1. What is the probability of rolling a specific number on a 20-sided dice?

The probability of rolling a specific number on a 20-sided dice is 1/20 or 5%. This is because there are 20 possible outcomes and only one of them is the specific number you are looking for.

2. How many possible outcomes are there when rolling a 20-sided dice?

There are 20 possible outcomes when rolling a 20-sided dice. This is because there are 20 numbers on the dice and each one has an equal chance of being rolled.

3. What is the probability of rolling a higher number on a 12-sided dice than on a 20-sided dice?

The probability of rolling a higher number on a 12-sided dice than on a 20-sided dice is 7/12 or approximately 58%. This is because a 12-sided dice has a smaller range of numbers compared to a 20-sided dice, making it more likely to roll a higher number.

4. How does the probability change if we have the option to re-roll the dice?

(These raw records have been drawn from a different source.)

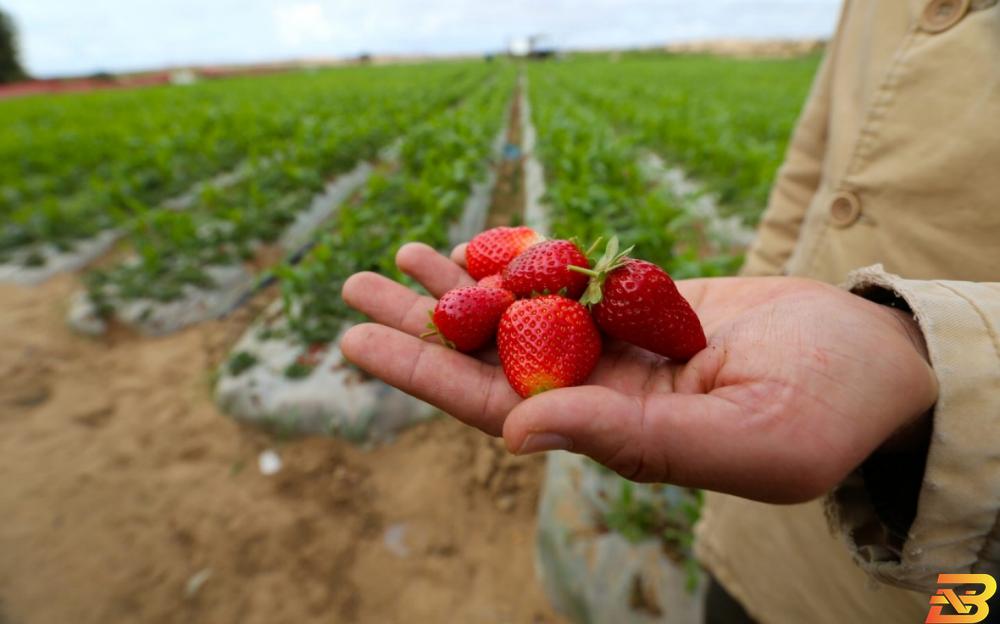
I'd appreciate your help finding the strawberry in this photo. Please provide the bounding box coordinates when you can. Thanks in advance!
[497,295,601,398]
[477,273,503,288]
[580,238,706,361]
[503,240,590,299]
[420,286,514,353]
[465,225,545,280]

The probability will increase if we have the option to re-roll the dice. This is because each time we re-roll, we have another chance to roll the desired number, increasing the overall probability of rolling it.

5. Is it possible to calculate the exact probability of winning this dice game?

Yes, it is possible to calculate the exact probability of winning this dice game by using mathematical formulas and the concept of probability. However, the exact probability will depend on the specific rules and conditions of the game, such as the number of re-rolls allowed and the specific numbers needed to win.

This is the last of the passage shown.